Wall Street bank Merrill Lynch forecast crude oil could fall to 30 dollars a barrel in New York if China sinks into the global recession and OPEC fails to cut back production to meet slowing demand.

"A temporary drop to this (30-dollar) level would be technically possible if the global recession extends to China and OPEC fails to cut output sufficiently," Merrill Lynch said in a 2009 energy market outlook report published Thursday.

"With demand vanishing across all key oil-consuming regions, a strong rebound in prices ... is unlikely" in the first half of 2009, Merrill analysts said, forecasting an average 2009 price of 50 dollars a barrel.

The jittery market shrugged off sharp interest rate cuts by four central banks in Europe, including the European Central Bank and Bank of England, aimed at reversing the economic downturn, dealers said.

"The scale of the correction so far would indicate further pain to the downside," Simon Denham of Capital Spreads said.

In the United States, the world's largest economy, telecommunications giant AT&T and other major US companies unleashed a new wave of layoffs amid a deepening recession that saw government unemployment aid swell to a 26-year high.
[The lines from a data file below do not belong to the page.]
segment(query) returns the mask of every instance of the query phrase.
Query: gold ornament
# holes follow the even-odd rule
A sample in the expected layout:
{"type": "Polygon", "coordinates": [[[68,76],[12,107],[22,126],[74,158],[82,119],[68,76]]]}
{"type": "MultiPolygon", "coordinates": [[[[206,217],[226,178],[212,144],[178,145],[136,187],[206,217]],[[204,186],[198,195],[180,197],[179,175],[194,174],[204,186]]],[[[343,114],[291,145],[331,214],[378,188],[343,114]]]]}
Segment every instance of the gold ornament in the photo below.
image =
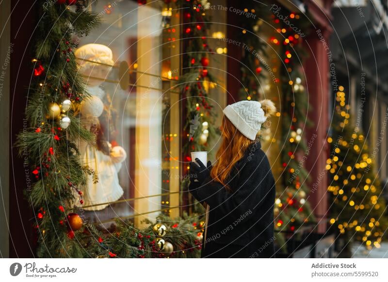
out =
{"type": "Polygon", "coordinates": [[[69,213],[67,215],[66,219],[69,228],[73,231],[79,230],[82,228],[82,219],[76,213],[69,213]]]}
{"type": "Polygon", "coordinates": [[[48,104],[48,113],[47,118],[52,120],[56,119],[61,114],[61,108],[56,103],[50,103],[48,104]]]}
{"type": "Polygon", "coordinates": [[[71,101],[68,99],[65,100],[61,103],[61,108],[62,110],[62,112],[66,112],[71,108],[71,101]]]}
{"type": "Polygon", "coordinates": [[[156,246],[158,247],[158,251],[162,251],[164,250],[166,242],[164,239],[158,237],[155,239],[155,243],[156,243],[156,246]]]}
{"type": "Polygon", "coordinates": [[[165,225],[164,224],[158,223],[154,225],[154,227],[152,230],[153,230],[155,235],[157,236],[164,236],[166,235],[167,227],[166,227],[165,225]]]}
{"type": "Polygon", "coordinates": [[[171,253],[174,251],[174,246],[173,244],[169,242],[166,242],[164,244],[164,249],[163,250],[163,252],[167,256],[171,254],[171,253]]]}

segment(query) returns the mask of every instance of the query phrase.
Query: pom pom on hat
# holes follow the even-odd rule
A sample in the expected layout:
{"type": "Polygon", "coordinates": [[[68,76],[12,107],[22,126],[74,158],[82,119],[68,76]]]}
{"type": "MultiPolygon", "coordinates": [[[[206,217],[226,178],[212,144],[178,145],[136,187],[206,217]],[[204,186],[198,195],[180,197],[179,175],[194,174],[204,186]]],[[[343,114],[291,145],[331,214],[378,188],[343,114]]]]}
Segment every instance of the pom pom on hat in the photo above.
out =
{"type": "MultiPolygon", "coordinates": [[[[74,54],[76,57],[80,59],[109,65],[113,65],[114,63],[113,61],[112,50],[108,46],[102,44],[91,43],[83,45],[77,48],[74,54]]],[[[81,71],[97,65],[97,64],[81,60],[79,60],[79,63],[81,67],[81,71]]]]}

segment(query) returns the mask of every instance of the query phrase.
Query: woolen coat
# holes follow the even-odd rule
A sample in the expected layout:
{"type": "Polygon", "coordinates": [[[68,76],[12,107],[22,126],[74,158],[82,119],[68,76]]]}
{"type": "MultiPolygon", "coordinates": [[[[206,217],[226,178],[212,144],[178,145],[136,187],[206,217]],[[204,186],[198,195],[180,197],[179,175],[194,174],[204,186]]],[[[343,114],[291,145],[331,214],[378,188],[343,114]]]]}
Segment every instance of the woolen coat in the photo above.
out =
{"type": "Polygon", "coordinates": [[[210,177],[191,179],[191,193],[210,206],[201,257],[275,257],[275,181],[260,142],[248,147],[226,184],[230,191],[210,177]]]}

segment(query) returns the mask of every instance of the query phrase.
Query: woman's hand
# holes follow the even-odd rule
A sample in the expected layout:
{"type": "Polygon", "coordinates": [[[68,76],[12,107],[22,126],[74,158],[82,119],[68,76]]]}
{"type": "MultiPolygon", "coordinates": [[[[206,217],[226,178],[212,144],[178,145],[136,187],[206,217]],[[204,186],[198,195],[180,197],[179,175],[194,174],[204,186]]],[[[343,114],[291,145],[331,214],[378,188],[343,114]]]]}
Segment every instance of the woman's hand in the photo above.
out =
{"type": "Polygon", "coordinates": [[[210,177],[211,162],[210,161],[208,161],[207,166],[205,166],[205,165],[199,160],[199,158],[196,158],[195,161],[199,166],[194,162],[191,162],[190,163],[190,172],[195,175],[194,178],[198,179],[200,184],[203,184],[208,178],[210,177]]]}

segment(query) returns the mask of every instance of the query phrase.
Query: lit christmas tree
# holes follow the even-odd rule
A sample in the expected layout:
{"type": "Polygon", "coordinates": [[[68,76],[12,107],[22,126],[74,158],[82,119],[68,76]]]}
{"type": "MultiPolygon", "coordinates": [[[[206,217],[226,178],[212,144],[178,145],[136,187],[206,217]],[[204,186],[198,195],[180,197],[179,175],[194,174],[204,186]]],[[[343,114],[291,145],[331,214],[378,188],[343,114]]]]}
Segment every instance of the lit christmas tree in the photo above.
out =
{"type": "MultiPolygon", "coordinates": [[[[342,253],[348,251],[349,242],[363,242],[368,249],[380,247],[386,235],[385,204],[381,197],[374,160],[369,154],[365,137],[352,123],[350,107],[345,103],[344,88],[339,87],[332,124],[329,172],[331,192],[330,222],[343,242],[342,253]]],[[[349,255],[349,254],[347,255],[349,255]]]]}

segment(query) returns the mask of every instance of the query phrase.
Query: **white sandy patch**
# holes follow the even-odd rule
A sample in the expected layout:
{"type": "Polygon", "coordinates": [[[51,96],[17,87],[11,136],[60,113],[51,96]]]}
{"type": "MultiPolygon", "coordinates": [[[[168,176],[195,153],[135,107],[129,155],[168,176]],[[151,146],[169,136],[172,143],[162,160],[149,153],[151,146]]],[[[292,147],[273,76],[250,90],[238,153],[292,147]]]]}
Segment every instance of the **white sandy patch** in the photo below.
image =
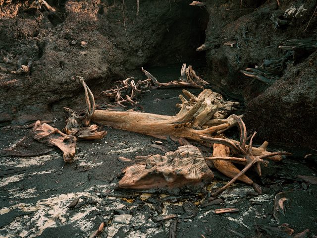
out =
{"type": "Polygon", "coordinates": [[[39,196],[39,195],[36,193],[37,190],[35,187],[22,191],[19,188],[14,188],[8,190],[7,192],[10,194],[10,197],[9,197],[10,199],[23,199],[39,196]]]}

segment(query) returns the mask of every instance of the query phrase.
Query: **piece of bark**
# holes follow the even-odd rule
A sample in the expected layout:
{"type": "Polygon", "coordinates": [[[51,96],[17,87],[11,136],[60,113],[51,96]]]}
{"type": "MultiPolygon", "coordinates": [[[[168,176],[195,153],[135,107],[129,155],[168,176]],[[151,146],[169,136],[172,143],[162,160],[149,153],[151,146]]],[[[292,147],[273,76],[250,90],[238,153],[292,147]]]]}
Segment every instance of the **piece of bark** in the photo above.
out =
{"type": "Polygon", "coordinates": [[[285,208],[284,202],[287,199],[285,197],[288,193],[291,191],[279,192],[275,195],[274,199],[274,207],[273,208],[273,217],[276,219],[278,219],[279,214],[282,213],[285,216],[285,208]]]}
{"type": "Polygon", "coordinates": [[[180,147],[164,156],[152,156],[124,172],[119,187],[140,189],[202,187],[213,178],[200,151],[192,145],[180,147]]]}
{"type": "Polygon", "coordinates": [[[58,147],[63,152],[63,157],[65,162],[70,162],[75,156],[77,139],[72,135],[64,134],[56,128],[41,121],[35,122],[32,129],[35,139],[50,145],[58,147]]]}
{"type": "Polygon", "coordinates": [[[171,219],[172,218],[175,218],[177,217],[177,215],[175,214],[169,214],[165,215],[164,216],[158,216],[157,217],[153,217],[153,221],[158,222],[164,220],[171,219]]]}
{"type": "Polygon", "coordinates": [[[214,213],[216,214],[220,214],[221,213],[226,213],[227,212],[238,212],[238,208],[219,208],[218,209],[214,209],[214,213]]]}
{"type": "Polygon", "coordinates": [[[177,230],[177,219],[175,219],[170,224],[169,227],[169,233],[168,238],[176,238],[176,231],[177,230]]]}

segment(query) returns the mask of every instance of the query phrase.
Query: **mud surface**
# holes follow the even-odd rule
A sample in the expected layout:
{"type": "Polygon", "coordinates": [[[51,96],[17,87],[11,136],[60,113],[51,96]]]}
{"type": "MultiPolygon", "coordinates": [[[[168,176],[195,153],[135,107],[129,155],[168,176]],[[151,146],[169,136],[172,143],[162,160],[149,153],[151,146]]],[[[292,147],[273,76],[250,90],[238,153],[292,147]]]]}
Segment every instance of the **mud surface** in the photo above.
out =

A US Labor Department weekly report put unemployment insurance claims at a 26-year high, an ominous figure ahead of a key November nonfarm payrolls and unemployment report due Friday, expected to show the loss of 325,000 jobs.

Oil prices began the week sharply lower after the Organization of the Petroleum Exporting Countries (OPEC) decided at a weekend meeting against cutting production and put off any decision until a December 17 meeting.

OPEC president Chakib Khelil said Wednesday there was no "floor" for the price of oil.